In that case, it seems that voting logic actually does more harm that good if more than one cell is effected, and a flat out average of 3 cells would actually report a MORE accurate value when two are innaccurate and one still works, wheras voting logic would discard the reading from the only working cell.
In addition, voting logic always assumes that one cell is broken. It doesn't assume that NO cells are broken. It doesn't assume that two are broken. It won't assume that all the cells are broken. It always assumes that exactly one cell is broken.
It seems like every manufacturer's approach is to avoid engineering a solution to the problem and just cramming in more and more cells with more computers to do more voting logic and maybe a bunch of other cells that are separate from the voting logic so that the diver can see a whole assload of different PPO2 numbers during a dive and try to figure out which one is the most accurate one.
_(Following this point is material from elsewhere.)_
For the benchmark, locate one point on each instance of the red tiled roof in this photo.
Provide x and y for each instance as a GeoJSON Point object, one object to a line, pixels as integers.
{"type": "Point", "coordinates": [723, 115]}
I mean, I guess it is OK to assume that if you have a hundred cells in your rebreather, at least one of them is going to work, right? But how do you know which one is the working one when they all say different things? Should you even have to worry about that? How is this even remotely considered an efficient solution to the problem of cell accuracy?
Why not just use two cells and some clever routing of the gas additions to the loop and use them to check and calibrate each other?
One cell can provide readings to the diver and drive the main O2 addition solenoid, while the other can get validated periodically during the dive by the electronics by using two other solenoids to blow tiny gusts of O2 and known composition Diluent across it at a known ambient pressure to verify voltage linearity and calibrate it. Then just check the primary cell that is driving the electronics and see if it matches the backup when this validation of the secondary cell isn't being performed. By doing this constantly during the dive, basically if the cells ever say two significantly different things, or the voltage linearity of the secondary cell is not confirmed, then something is CLEARLY wrong and the user goes to open circuit. Why? Either the primary cell isn't showing what it should because it doesn't match the cell that we are constantly testing and confirming that it works, or the secondary cell isn't passing the tests that we are performing so we can't validate the primary cell and be sure it works. Otherwise, you can rest pretty much assured that the system is not going to tell you a PPO2 value that is misleading.
So, is there something I am missing? How did voting logic become so popular among eCCR users and manufacturers?